New South LA wetlands now drained and dry

Oct. 24, 2012, 1:46 p.m.

The wetlands are currently drained and dry.

The South L.A. wetlands on 54th Street and Avalon Boulevard is now conspicuously dry, as a problem with the basin liner caused city officials to drain the water and try again. The wetlands and park were opened in February of this year, but since then seepage and filtration issues spurred the City to replace the ceramic liner with a plastic one.

Eva Kandarpa Behrend, Councilwoman Jan Perry's communications director, said city officials are hoping the winter months will bring rain so that the wetlands can be refilled naturally. If the next few months aren't wet enough, the basin will have to be manually refilled.

In the meantime, people are using the park's walking paths for jogging and exercise, and the more than $19 million development is poised to enter a second phase. The lot was once an MTA bus yard and a 56,000-square-foot space that used to store old rail cars is still situated on the southside of the park. As of now, the building is fairly run down, empty and unused.

Although original plans for the structure included building a railroad museum, there's not enough money to do so, said Behrend, so they're looking at other options. The police captain at Newton, the local division of the LAPD, is hoping to use the space to expand their community youth group known as PAL, the Police Activities League. The league began about a year ago with only three participants and now includes more than 400 kids.

“I'm getting to the point where I'm limited in the number of kids I can take on and the number of programs I can offer,” Capt. Jorge Rodriguez, who oversees the program, told OnCentral.

But once again the issue of money remains. At minimum, the building needs to be retrofitted for earthquake safety and checked for asbestos and lead paint, said Rodriguez. He estimates the project could cost up to $3 million and most of that money would have to come from a generous private funder or corporate sponsor. Although Perry's office hopes to work with the LAPD to secure funding for the site, the councilwoman will be replaced next year and it will be the new councilmember's responsibility to continue, said Behrend.

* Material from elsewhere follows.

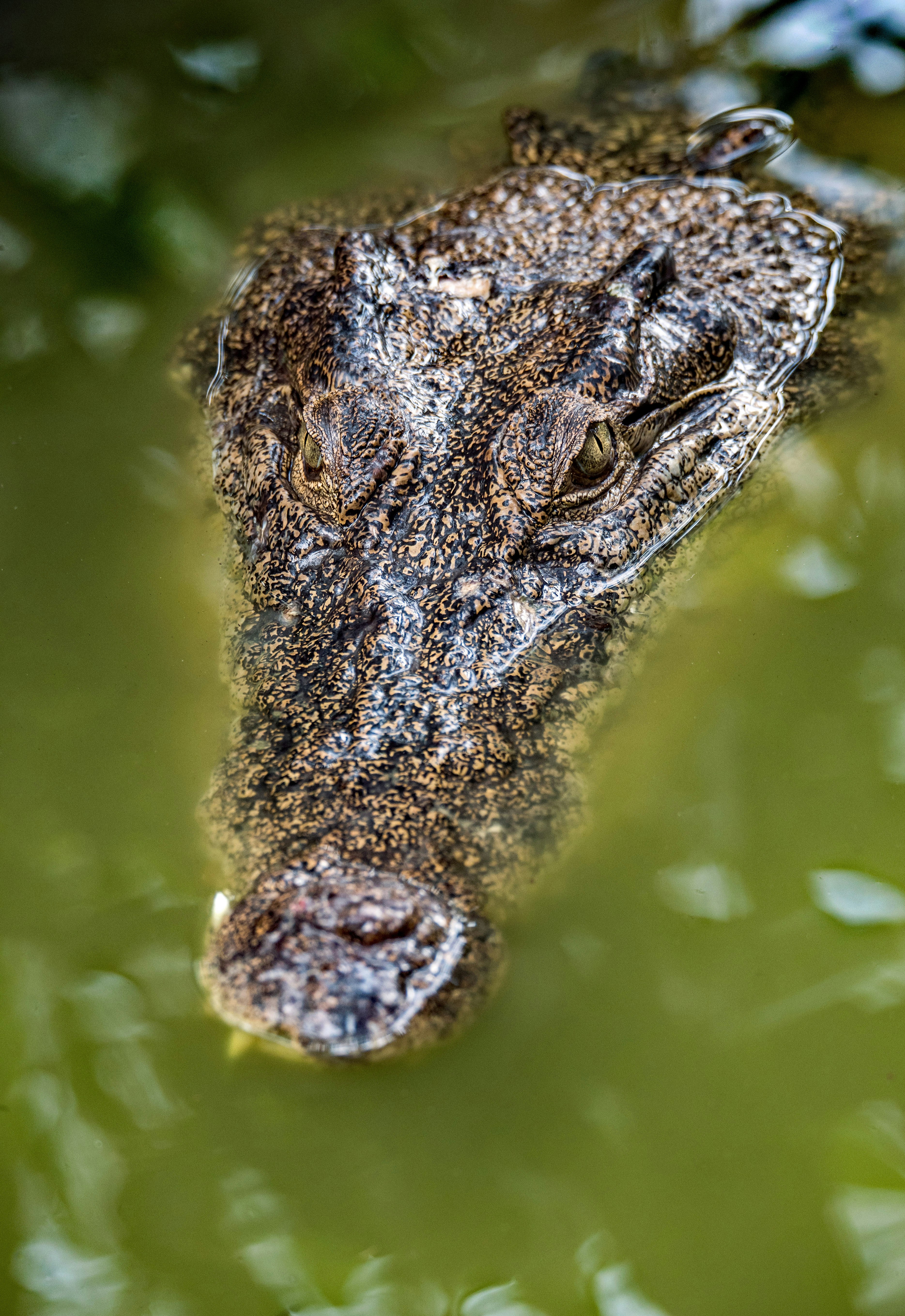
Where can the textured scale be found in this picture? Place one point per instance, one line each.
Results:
(431, 576)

Perry's office hopes that the South Los Angeles Wetlands Park will flourish and grow into what the Augustus F. Hawkins Natural Park, located right around the corner, has become over the last decade. This park located at Compton and Slauson, includes a small amphitheater, gardening area, dirt trails and grassy knolls. The wetlands were added a few years ago in 2006 and have exploded with plant and animal life. Augustus Hawkins even has a nature museum that explains plant life found in the area and hosts arts and craft days for local kids. In addition, Newton's PAL program even hosts a few of their courses at the park.

When the new nine-acre wetlands opened this year on Avalon, Perry acknowledged that the space will take time to come into its own.

"This is a grassroots effort that has resulted in bringing nature back to our community," Perry said at the park's debut. "What you see now is just the beginning of something that will … explode into something absolutely beautiful."